Car dealerships using customer management systems are performing 23% better than those that don't use such systems, according to the latest research from the University of Maryland's Robert H. Smith School of Business.
The research study conducted earlier this year by the Smith School was based on a survey issued by researchers in the school's Department of Decision and Information Technologies and distributed through online automotive marketplace Autobytel to thousands of dealerships (including those that already use Autobytel's Web Control system and Retention Performance Marketing programme).
The initial survey results in February 2006 suggested that dealerships using customer management systems were performing 15% better than other dealerships. However, having completed a thorough analysis of the data, the final figure was found to be as high as 23%.
"The study's results further validate the transformational effect technology, and CRM in particular, is having on the retail auto industry, particularly in improving the relationships dealers have with their customers," explained Jason Kuruzovich, lead researcher for the Robert H. Smith School of Business at the University of Maryland. "Today's informed consumers want to work with dealers who give them the most relevant information in a timely and direct way. It's apparent that dealers who properly use technology in their customer communications are ahead of the curve in delivering what consumers want."
Not just about the technology
But while the benefits of CRM are clear from the study's results, one of the most significant findings was that simply having the technology in place at the dealership does not make a significant difference in performance. Dealerships that see the greatest success share three distinct characteristics:
- They are using the technology on a daily basis;
- They have implemented business process change tactics (such as providing incentives for sales staff who use the system);
- They are taking full advantage of the automation capabilities of such systems.
Increasing closing ratios
For example, Autobytel's Web Control customer management system (as used by several of the dealerships surveyed) contains tools that allow them to broadcast e-mails that are content-relevant to customers based on their position in the purchasing cycle. Consequently, if a consumer is interested in a vehicle but has to put off the purchasing decision for a few weeks, the dealership can use the CRM system to stay in touch until they are ready, thereby increasing the chance they will buy from that dealer.
Autobytel reports that some of its software users have noted an increase in customer closing ratios from 5% to 20% within the first four months of usage.
Meeting consumer needs
The study's findings also shed new light on how dealerships can better serve their customers. In the current web-driven environment, consumers want information to be delivered on-demand, and in an easy-to-read format that meets their specific needs. If dealers use the right technologies to help handle such customer requests, the study suggests that they can reasonably expect to perform better than their competitors.
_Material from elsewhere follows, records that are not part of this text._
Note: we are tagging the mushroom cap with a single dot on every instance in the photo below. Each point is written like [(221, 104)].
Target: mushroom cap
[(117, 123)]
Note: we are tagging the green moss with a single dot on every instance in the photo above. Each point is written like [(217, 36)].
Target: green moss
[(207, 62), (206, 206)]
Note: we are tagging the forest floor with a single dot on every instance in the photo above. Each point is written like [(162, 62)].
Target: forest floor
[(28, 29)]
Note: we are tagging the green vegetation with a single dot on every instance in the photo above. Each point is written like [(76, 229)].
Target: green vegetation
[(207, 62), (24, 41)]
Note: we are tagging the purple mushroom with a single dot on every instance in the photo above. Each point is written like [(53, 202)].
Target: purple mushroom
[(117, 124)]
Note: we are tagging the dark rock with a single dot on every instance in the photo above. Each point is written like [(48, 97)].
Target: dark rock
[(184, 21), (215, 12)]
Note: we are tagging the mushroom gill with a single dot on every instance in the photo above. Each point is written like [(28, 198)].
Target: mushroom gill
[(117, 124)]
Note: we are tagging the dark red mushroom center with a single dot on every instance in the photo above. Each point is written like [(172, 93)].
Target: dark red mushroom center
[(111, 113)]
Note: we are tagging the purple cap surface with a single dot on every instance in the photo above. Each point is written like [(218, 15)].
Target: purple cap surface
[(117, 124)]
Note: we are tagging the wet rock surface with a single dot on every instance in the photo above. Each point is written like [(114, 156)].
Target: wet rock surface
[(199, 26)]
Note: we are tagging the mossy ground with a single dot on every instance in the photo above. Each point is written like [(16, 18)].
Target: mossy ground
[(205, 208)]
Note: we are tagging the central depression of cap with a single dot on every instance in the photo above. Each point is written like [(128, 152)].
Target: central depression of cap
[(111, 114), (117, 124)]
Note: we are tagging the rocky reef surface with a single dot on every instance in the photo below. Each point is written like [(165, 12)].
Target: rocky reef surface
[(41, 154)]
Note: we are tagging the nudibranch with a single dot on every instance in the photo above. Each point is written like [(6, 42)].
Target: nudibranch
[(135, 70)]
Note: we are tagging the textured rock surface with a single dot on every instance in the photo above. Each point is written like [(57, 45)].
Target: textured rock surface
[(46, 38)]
According to Ed Braunbeck, vice president and general manager of AVV Inc. (a subsidiary of Autobytel that developed the Web Control system), "It is exciting to see an academic institution like the University of Maryland's Smith School of Business take a pioneering role in producing research that clearly validates how technology is making it easier for dealers to offer an enhanced customer experience that translates into better overall performance for the dealership."
The study defined a "customer management system" as being an "information system used to attract and manage leads/customers through pre- and post-sales activities". As initial results confirmed earlier this year, 91% of survey respondents reported that customer management systems have created value in the vehicle sales process.